The opinion charges her with negligence in failing to see the Harrison automobile, and in failing to make outcry. I find this to be of no significance.
The undisputed proof shows that the driver stopped at the intersection.1 Whether he did or not, however, is of no significance to the passenger’s suit.
Let us assume that he did not stop. The record shows he was approaching an intersection, and there is absolutely nothing in the record to suggest any conduct on his part which would have caused her to believe that he would not come to a stop. Most assuredly, a wife, riding in an automobile with her husband, is not required to say to her husband, “You are approaching an intersection, you be sure to stop.” If this were required, a cross-town trip would be a nightmare; and many marriages — if not wives — would become casualties of an unreasonable construction of the duty to warn.
Let us assume that he did stop at the intersection, surely the wife is not required to say, “Now, honey, you stay stopped.” The law does not require that wives be “back-seat drivers” to the extent of becoming stop sign naggers.
There is absolutely nothing in this record to put her on notice. Had she seen the approaching automobile, she had the right to assume that her husband would not pull out into its pathway.
But let us assume that, for some undisclosed reason, she should have been on notice. The law requires time for an effective protest. I assume a driver would accelerate from a dead stop at a rate of 10 to 15 miles per hour. At 10 miles per hour a vehicle moves 14.66 feet in one second; at 15 it moves 22 feet in one second. The driver’s reaction time is approximately three fourths of one second.2 Had the wife real*318ized that her husband would not “stay stopped” and warned him the very instant he started to move, allowing no reaction time on his part, he would not have had time to even apply his brakes. Again, she simply did not have time to make an effective protest.
To validate the majority opinion, we must infer (1) that the driver was guilty of some undisclosed act of negligence in advance of either running the stop sign or not staying stopped, (2) that the passenger knew or should have known of this unknowable danger, and (4) that she had time to protest against the danger.

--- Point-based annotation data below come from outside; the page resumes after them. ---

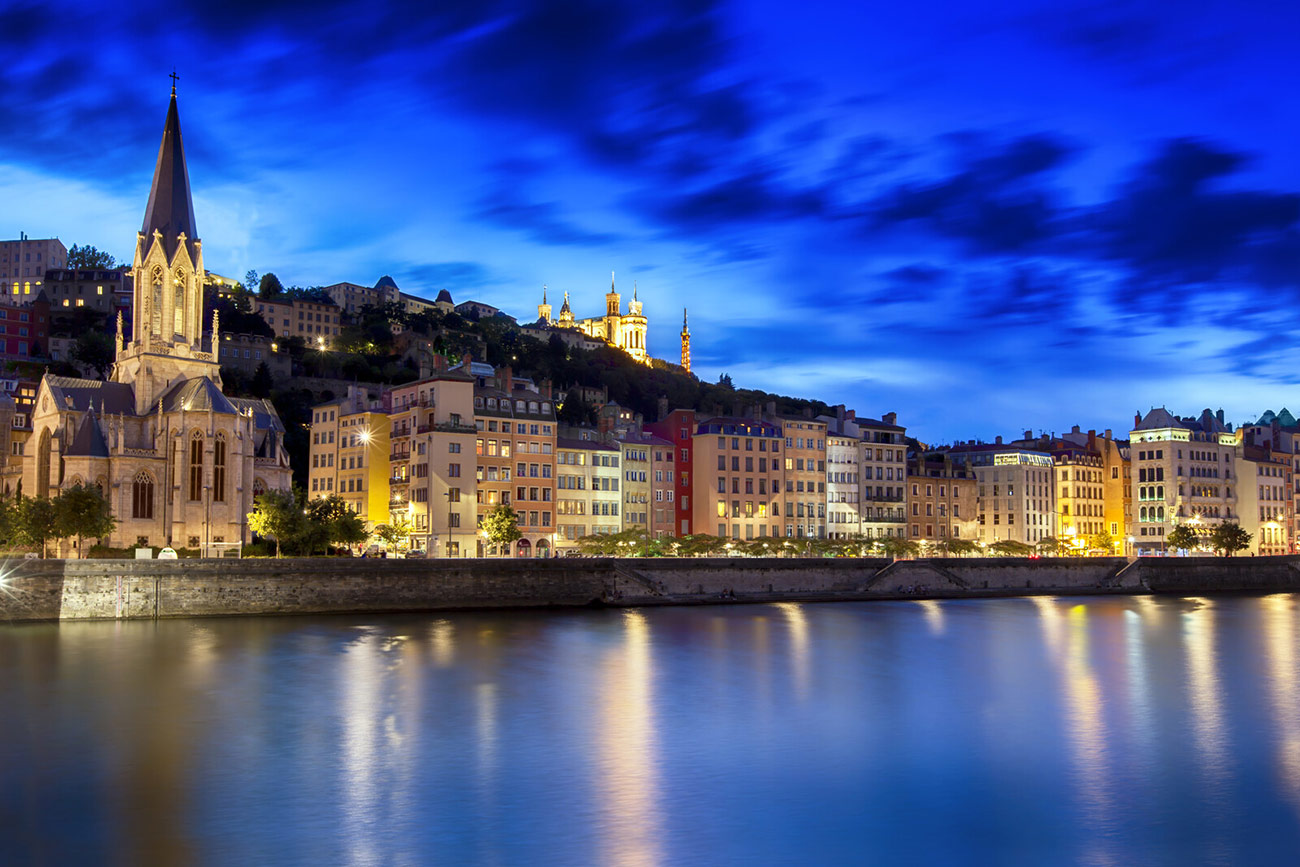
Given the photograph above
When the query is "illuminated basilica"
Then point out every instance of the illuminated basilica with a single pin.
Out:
(624, 330)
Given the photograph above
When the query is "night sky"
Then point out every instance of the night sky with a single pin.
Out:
(984, 219)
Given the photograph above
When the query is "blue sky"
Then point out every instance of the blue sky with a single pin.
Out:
(987, 217)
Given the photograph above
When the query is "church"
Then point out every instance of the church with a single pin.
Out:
(624, 330)
(177, 459)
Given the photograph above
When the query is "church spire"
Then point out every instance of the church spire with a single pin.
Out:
(170, 209)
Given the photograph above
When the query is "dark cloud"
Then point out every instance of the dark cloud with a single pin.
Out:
(995, 203)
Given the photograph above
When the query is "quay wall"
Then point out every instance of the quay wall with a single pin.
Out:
(151, 589)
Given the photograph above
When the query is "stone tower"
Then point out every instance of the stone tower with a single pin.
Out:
(685, 342)
(168, 271)
(544, 310)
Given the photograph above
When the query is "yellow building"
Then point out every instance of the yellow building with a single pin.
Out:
(624, 330)
(350, 454)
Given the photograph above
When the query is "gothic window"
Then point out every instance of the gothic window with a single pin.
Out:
(178, 304)
(196, 467)
(156, 306)
(219, 469)
(142, 497)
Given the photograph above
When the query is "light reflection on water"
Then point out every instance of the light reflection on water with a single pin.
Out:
(1019, 731)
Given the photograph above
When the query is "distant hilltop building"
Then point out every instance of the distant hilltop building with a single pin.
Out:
(624, 330)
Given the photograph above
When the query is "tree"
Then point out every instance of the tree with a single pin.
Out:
(81, 511)
(1052, 546)
(501, 527)
(37, 521)
(261, 382)
(277, 516)
(897, 547)
(1010, 547)
(333, 523)
(95, 350)
(960, 547)
(1101, 541)
(1183, 538)
(269, 287)
(1227, 538)
(89, 259)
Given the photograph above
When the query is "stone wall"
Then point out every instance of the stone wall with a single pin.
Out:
(134, 589)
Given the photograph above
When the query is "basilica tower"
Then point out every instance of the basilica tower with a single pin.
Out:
(168, 269)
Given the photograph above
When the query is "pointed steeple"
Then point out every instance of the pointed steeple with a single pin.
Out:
(170, 211)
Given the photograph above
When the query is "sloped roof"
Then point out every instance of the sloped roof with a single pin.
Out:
(74, 393)
(170, 211)
(196, 395)
(1158, 419)
(90, 439)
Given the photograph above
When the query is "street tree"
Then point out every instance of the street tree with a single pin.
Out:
(95, 350)
(1227, 538)
(82, 511)
(87, 258)
(277, 516)
(501, 527)
(37, 521)
(1183, 538)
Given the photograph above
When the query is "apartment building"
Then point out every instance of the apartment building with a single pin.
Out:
(941, 499)
(523, 417)
(737, 490)
(1184, 471)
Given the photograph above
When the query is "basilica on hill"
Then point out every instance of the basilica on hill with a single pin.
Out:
(178, 460)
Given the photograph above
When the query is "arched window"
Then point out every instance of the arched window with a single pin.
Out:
(178, 304)
(196, 465)
(142, 497)
(219, 469)
(156, 307)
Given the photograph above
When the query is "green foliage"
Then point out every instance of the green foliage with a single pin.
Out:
(960, 547)
(87, 258)
(897, 547)
(35, 521)
(1103, 542)
(1183, 538)
(269, 286)
(1229, 538)
(1010, 547)
(82, 511)
(501, 527)
(277, 516)
(95, 350)
(1052, 546)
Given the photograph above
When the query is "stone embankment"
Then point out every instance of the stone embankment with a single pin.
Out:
(151, 589)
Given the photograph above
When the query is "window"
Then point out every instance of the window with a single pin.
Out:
(219, 469)
(142, 497)
(196, 468)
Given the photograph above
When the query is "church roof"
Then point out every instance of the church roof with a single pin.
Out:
(196, 395)
(263, 410)
(73, 393)
(89, 439)
(170, 211)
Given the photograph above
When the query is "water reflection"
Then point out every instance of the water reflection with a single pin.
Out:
(1279, 634)
(628, 780)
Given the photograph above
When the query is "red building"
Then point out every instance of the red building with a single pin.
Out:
(25, 329)
(677, 428)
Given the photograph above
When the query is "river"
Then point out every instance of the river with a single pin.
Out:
(1093, 731)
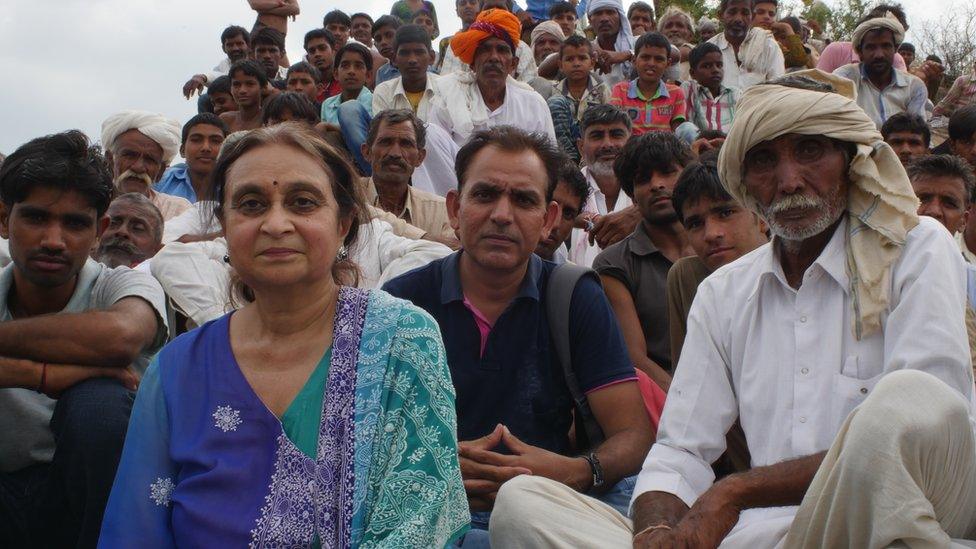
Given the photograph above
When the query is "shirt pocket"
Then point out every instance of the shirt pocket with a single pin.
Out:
(852, 385)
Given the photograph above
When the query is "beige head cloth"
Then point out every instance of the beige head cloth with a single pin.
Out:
(881, 203)
(889, 22)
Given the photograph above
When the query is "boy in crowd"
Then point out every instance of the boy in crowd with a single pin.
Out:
(651, 103)
(305, 79)
(350, 112)
(908, 134)
(319, 51)
(221, 99)
(570, 194)
(578, 90)
(711, 106)
(641, 17)
(362, 28)
(247, 83)
(564, 14)
(384, 34)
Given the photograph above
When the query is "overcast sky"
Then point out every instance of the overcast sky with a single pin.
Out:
(72, 63)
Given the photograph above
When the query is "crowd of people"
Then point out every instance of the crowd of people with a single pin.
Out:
(575, 276)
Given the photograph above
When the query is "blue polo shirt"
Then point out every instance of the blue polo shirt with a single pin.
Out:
(519, 381)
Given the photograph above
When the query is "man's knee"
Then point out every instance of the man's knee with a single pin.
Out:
(92, 416)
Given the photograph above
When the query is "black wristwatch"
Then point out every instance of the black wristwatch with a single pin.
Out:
(596, 469)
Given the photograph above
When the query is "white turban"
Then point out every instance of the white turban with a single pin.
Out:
(162, 130)
(881, 203)
(889, 22)
(547, 27)
(625, 37)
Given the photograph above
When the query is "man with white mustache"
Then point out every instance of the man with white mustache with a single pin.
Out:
(840, 346)
(139, 145)
(609, 215)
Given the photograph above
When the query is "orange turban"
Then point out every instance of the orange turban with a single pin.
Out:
(495, 23)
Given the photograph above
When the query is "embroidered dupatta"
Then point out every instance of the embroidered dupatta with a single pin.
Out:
(205, 463)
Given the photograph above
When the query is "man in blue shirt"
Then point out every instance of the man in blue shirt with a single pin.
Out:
(514, 409)
(202, 137)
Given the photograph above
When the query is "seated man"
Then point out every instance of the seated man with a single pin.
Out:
(236, 43)
(881, 90)
(908, 135)
(465, 103)
(413, 89)
(138, 146)
(394, 148)
(305, 79)
(634, 271)
(248, 85)
(945, 189)
(134, 233)
(846, 333)
(750, 55)
(64, 320)
(570, 194)
(200, 144)
(608, 215)
(720, 230)
(962, 134)
(514, 407)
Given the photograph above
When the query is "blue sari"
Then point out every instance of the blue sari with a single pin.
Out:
(206, 464)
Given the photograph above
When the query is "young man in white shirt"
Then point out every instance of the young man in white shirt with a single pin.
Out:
(845, 333)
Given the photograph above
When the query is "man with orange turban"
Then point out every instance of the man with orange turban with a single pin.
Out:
(487, 95)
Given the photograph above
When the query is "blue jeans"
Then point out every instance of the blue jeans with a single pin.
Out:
(60, 504)
(617, 497)
(354, 122)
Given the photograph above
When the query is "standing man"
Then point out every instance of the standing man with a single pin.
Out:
(514, 410)
(72, 332)
(487, 96)
(881, 90)
(138, 146)
(202, 137)
(320, 52)
(609, 214)
(414, 88)
(841, 347)
(236, 43)
(394, 148)
(750, 55)
(614, 45)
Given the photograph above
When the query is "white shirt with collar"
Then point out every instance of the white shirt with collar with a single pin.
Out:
(786, 364)
(768, 55)
(391, 95)
(459, 108)
(582, 252)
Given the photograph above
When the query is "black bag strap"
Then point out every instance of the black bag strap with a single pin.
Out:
(559, 295)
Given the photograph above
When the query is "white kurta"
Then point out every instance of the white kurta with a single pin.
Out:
(786, 364)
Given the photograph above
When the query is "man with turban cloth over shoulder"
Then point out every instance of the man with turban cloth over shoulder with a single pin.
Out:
(139, 145)
(840, 347)
(487, 96)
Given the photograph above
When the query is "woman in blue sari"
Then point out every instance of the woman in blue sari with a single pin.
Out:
(315, 415)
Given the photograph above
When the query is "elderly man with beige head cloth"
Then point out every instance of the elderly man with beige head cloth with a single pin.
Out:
(840, 346)
(139, 145)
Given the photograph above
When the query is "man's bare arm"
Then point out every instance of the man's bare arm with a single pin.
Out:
(619, 409)
(112, 337)
(282, 8)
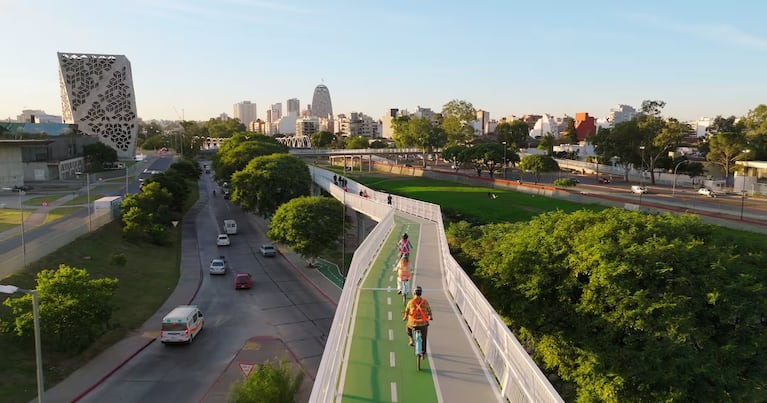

It is only after pyramiding these unsupported inferences that contributory negligence on the part of Mrs. Pittman can be established. I am unwilling to assume that she knew of the existence of any danger and that she knew or should have known that her husband would drive into the pathway of an oncoming car and that there was reason or opportunity for effective protest.
In my view the Court of Appeals reached the correct conclusion and I would affirm.

. She testified positively that he stopped; his testimony by inference, is to the same effect. There was not a shred of evidence to the contrary.

. The driver’s reaction or “thinking” distance is ordinarily about a car length or 15 feet at 20 miles per hour. See Tennessee Driver’s Manual. At 10 miles per hour dur*318ing the reaction time an automobile would travel approximately 11 feet; at 15 approximately I6V2 feet. Either distance would terminate at or near the point of impact.